---
name: baseline-runner
description: "Use this when the project needs real baseline results before or alongside the main model. Runs classical or literature-aligned baselines under the same protocol and writes a reproducible baseline summary."
metadata:
  {
    "openclaw":
      {
        "emoji": "📏",
        "requires": { "bins": ["python3", "uv"] },
      },
  }
---

# Baseline Runner

**Don't ask permission. Just do it.**

Use this skill when the project needs trustworthy baseline numbers instead of only evaluating the proposed model in isolation.

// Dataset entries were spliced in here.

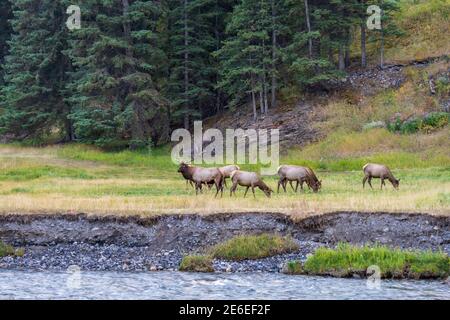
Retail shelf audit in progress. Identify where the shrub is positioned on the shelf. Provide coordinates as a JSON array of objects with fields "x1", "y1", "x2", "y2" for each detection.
[
  {"x1": 400, "y1": 119, "x2": 422, "y2": 134},
  {"x1": 387, "y1": 112, "x2": 450, "y2": 134},
  {"x1": 211, "y1": 234, "x2": 298, "y2": 261},
  {"x1": 283, "y1": 261, "x2": 304, "y2": 274},
  {"x1": 423, "y1": 112, "x2": 450, "y2": 129},
  {"x1": 303, "y1": 243, "x2": 450, "y2": 279},
  {"x1": 179, "y1": 255, "x2": 214, "y2": 272},
  {"x1": 363, "y1": 121, "x2": 386, "y2": 130},
  {"x1": 0, "y1": 241, "x2": 25, "y2": 258}
]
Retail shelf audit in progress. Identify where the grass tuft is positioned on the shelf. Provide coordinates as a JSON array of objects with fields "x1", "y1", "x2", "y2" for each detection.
[
  {"x1": 283, "y1": 261, "x2": 305, "y2": 275},
  {"x1": 0, "y1": 241, "x2": 25, "y2": 258},
  {"x1": 211, "y1": 234, "x2": 298, "y2": 261},
  {"x1": 303, "y1": 243, "x2": 450, "y2": 279},
  {"x1": 179, "y1": 255, "x2": 214, "y2": 272}
]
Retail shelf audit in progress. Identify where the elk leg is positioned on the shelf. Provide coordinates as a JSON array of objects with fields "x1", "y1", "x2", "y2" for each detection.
[
  {"x1": 368, "y1": 177, "x2": 373, "y2": 190},
  {"x1": 277, "y1": 178, "x2": 283, "y2": 193},
  {"x1": 230, "y1": 182, "x2": 237, "y2": 197},
  {"x1": 289, "y1": 180, "x2": 297, "y2": 192}
]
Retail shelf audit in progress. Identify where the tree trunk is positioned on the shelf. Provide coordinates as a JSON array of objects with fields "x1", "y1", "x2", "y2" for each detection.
[
  {"x1": 361, "y1": 20, "x2": 367, "y2": 68},
  {"x1": 339, "y1": 44, "x2": 345, "y2": 71},
  {"x1": 304, "y1": 0, "x2": 313, "y2": 59},
  {"x1": 184, "y1": 0, "x2": 189, "y2": 130},
  {"x1": 214, "y1": 0, "x2": 222, "y2": 113},
  {"x1": 259, "y1": 85, "x2": 264, "y2": 114},
  {"x1": 271, "y1": 0, "x2": 277, "y2": 108},
  {"x1": 344, "y1": 31, "x2": 351, "y2": 68},
  {"x1": 251, "y1": 73, "x2": 258, "y2": 121}
]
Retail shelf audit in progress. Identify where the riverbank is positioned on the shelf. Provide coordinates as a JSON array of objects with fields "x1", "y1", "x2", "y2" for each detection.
[{"x1": 0, "y1": 212, "x2": 450, "y2": 272}]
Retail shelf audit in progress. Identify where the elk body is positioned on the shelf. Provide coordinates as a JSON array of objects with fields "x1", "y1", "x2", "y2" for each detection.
[
  {"x1": 230, "y1": 170, "x2": 273, "y2": 198},
  {"x1": 219, "y1": 165, "x2": 241, "y2": 187},
  {"x1": 277, "y1": 165, "x2": 322, "y2": 192},
  {"x1": 363, "y1": 163, "x2": 400, "y2": 190},
  {"x1": 178, "y1": 163, "x2": 223, "y2": 197}
]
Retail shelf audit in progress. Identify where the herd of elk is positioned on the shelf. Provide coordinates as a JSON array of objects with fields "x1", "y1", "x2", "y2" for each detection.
[{"x1": 178, "y1": 162, "x2": 400, "y2": 198}]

Outputs go to the workspace root.

## Use This When

- `plan_res.md` already names baselines
- `project/` already exists or a baseline implementation path is known
- the experiment stage needs matched comparison numbers

## Do Not Use This When

- the project has not finished survey or planning
- no baseline method has been identified yet

## Required Inputs

- `plan_res.md`
- `survey_res.md`
- `project/` when the current project already has runnable code

If `plan_res.md` is missing, stop and say: `Run /research-plan first to complete the implementation plan.`

## Required Outputs

- `baseline_res.md`
- `experiments/baselines/` when runnable artifacts are created

## Workflow

### Step 1: Read the Evaluation Contract

Read:

- `plan_res.md`
- `survey_res.md`
- current `experiment_res.md` if it exists

Extract:

- baseline names
- evaluation metric
- protocol or guardrail
- dataset or workload assumptions

### Step 2: Define the Baseline Matrix

Create a small comparison matrix with:

- baseline name
- source or basis
- expected setup
- metric
- status: `ready`, `needs adaptation`, or `missing`

Use `references/baseline-matrix-template.md`.

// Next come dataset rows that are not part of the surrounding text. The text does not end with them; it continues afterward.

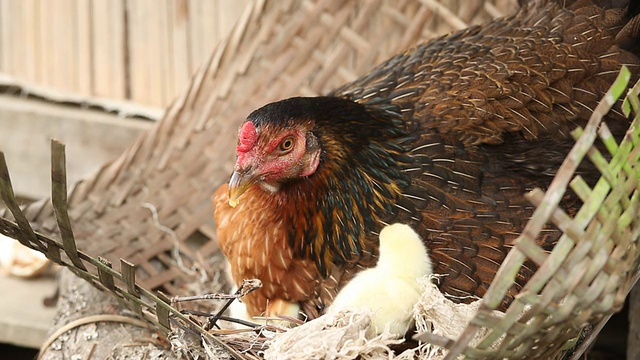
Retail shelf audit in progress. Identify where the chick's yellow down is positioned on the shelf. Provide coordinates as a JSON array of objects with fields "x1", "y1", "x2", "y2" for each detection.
[{"x1": 329, "y1": 223, "x2": 432, "y2": 337}]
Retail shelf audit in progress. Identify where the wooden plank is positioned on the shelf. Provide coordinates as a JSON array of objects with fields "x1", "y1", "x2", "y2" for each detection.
[
  {"x1": 157, "y1": 0, "x2": 170, "y2": 106},
  {"x1": 22, "y1": 0, "x2": 40, "y2": 82},
  {"x1": 37, "y1": 0, "x2": 55, "y2": 85},
  {"x1": 127, "y1": 0, "x2": 163, "y2": 105},
  {"x1": 50, "y1": 0, "x2": 77, "y2": 91},
  {"x1": 72, "y1": 0, "x2": 93, "y2": 95},
  {"x1": 187, "y1": 0, "x2": 207, "y2": 74},
  {"x1": 216, "y1": 0, "x2": 249, "y2": 42},
  {"x1": 169, "y1": 0, "x2": 192, "y2": 102},
  {"x1": 0, "y1": 95, "x2": 153, "y2": 199},
  {"x1": 91, "y1": 0, "x2": 127, "y2": 99}
]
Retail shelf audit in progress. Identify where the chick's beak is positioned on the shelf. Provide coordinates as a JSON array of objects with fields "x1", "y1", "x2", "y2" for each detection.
[{"x1": 229, "y1": 168, "x2": 259, "y2": 207}]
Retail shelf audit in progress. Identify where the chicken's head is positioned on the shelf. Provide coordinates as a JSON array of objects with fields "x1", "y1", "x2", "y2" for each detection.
[{"x1": 229, "y1": 100, "x2": 321, "y2": 207}]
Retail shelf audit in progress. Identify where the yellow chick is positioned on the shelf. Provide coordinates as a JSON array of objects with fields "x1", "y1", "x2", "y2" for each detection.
[{"x1": 328, "y1": 224, "x2": 432, "y2": 337}]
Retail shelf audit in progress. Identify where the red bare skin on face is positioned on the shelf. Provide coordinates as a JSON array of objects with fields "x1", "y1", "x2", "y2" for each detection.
[
  {"x1": 235, "y1": 121, "x2": 320, "y2": 189},
  {"x1": 236, "y1": 121, "x2": 258, "y2": 163}
]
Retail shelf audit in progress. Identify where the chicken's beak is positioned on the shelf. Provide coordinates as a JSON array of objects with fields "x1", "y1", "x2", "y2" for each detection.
[{"x1": 229, "y1": 169, "x2": 259, "y2": 207}]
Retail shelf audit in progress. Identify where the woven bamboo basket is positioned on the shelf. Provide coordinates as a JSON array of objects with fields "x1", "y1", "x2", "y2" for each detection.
[{"x1": 0, "y1": 0, "x2": 640, "y2": 359}]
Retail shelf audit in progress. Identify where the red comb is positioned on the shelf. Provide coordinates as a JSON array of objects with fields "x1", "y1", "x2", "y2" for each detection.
[{"x1": 236, "y1": 121, "x2": 258, "y2": 152}]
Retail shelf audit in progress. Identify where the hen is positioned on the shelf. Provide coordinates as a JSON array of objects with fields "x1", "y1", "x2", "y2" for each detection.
[{"x1": 214, "y1": 0, "x2": 640, "y2": 318}]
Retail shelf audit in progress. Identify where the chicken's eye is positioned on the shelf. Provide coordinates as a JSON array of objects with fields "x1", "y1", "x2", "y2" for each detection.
[{"x1": 278, "y1": 136, "x2": 293, "y2": 152}]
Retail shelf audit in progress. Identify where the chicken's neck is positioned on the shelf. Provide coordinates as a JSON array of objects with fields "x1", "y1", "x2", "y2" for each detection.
[{"x1": 274, "y1": 101, "x2": 410, "y2": 274}]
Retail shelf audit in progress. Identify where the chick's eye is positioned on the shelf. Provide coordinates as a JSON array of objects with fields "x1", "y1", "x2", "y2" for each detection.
[{"x1": 278, "y1": 137, "x2": 293, "y2": 152}]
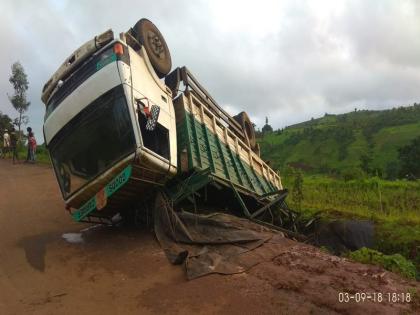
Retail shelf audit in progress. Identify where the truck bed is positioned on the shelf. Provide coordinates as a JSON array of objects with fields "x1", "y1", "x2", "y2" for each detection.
[{"x1": 174, "y1": 91, "x2": 282, "y2": 197}]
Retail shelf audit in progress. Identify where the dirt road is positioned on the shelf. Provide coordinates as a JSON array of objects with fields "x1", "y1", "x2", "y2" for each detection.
[{"x1": 0, "y1": 160, "x2": 420, "y2": 314}]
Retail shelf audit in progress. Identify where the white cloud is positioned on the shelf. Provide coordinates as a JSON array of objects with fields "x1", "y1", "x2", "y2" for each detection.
[{"x1": 0, "y1": 0, "x2": 420, "y2": 141}]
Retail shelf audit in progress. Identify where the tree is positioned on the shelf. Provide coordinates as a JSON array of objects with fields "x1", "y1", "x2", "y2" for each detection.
[
  {"x1": 261, "y1": 117, "x2": 273, "y2": 134},
  {"x1": 9, "y1": 61, "x2": 30, "y2": 139},
  {"x1": 360, "y1": 153, "x2": 373, "y2": 174},
  {"x1": 292, "y1": 170, "x2": 303, "y2": 210}
]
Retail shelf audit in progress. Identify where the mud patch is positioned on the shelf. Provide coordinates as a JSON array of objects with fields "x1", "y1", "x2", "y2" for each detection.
[
  {"x1": 61, "y1": 233, "x2": 84, "y2": 244},
  {"x1": 18, "y1": 233, "x2": 59, "y2": 272}
]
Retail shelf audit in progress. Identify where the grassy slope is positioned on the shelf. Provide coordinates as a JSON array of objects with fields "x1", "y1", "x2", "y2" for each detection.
[
  {"x1": 259, "y1": 105, "x2": 420, "y2": 173},
  {"x1": 260, "y1": 106, "x2": 420, "y2": 275}
]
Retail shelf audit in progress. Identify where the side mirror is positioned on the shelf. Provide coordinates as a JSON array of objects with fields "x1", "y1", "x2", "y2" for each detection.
[{"x1": 146, "y1": 105, "x2": 160, "y2": 131}]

### Step 3: Run or Approximate Baselines Conservatively

For each baseline:

- if code is runnable under the current workspace, run it
- if only a lightweight adaptation is needed, implement the minimal adapter
- if a baseline cannot be run honestly, mark it as unavailable instead of inventing numbers

All numeric results must come from actual execution logs or explicit imported evidence.

### Step 4: Write `baseline_res.md`

Use `references/baseline-report-template.md`.

The report must include:

- which baselines were attempted
- which ones ran successfully
- the exact metric values
- the evaluation protocol
- missing or partial baselines
- the most comparable baseline for the current project

## Rules

1. Never fabricate baseline numbers.
2. Keep the protocol aligned with the main experiment whenever possible.
3. If a baseline is only partly comparable, say so explicitly.
4. Prefer 2-3 strong baselines over a long weak list.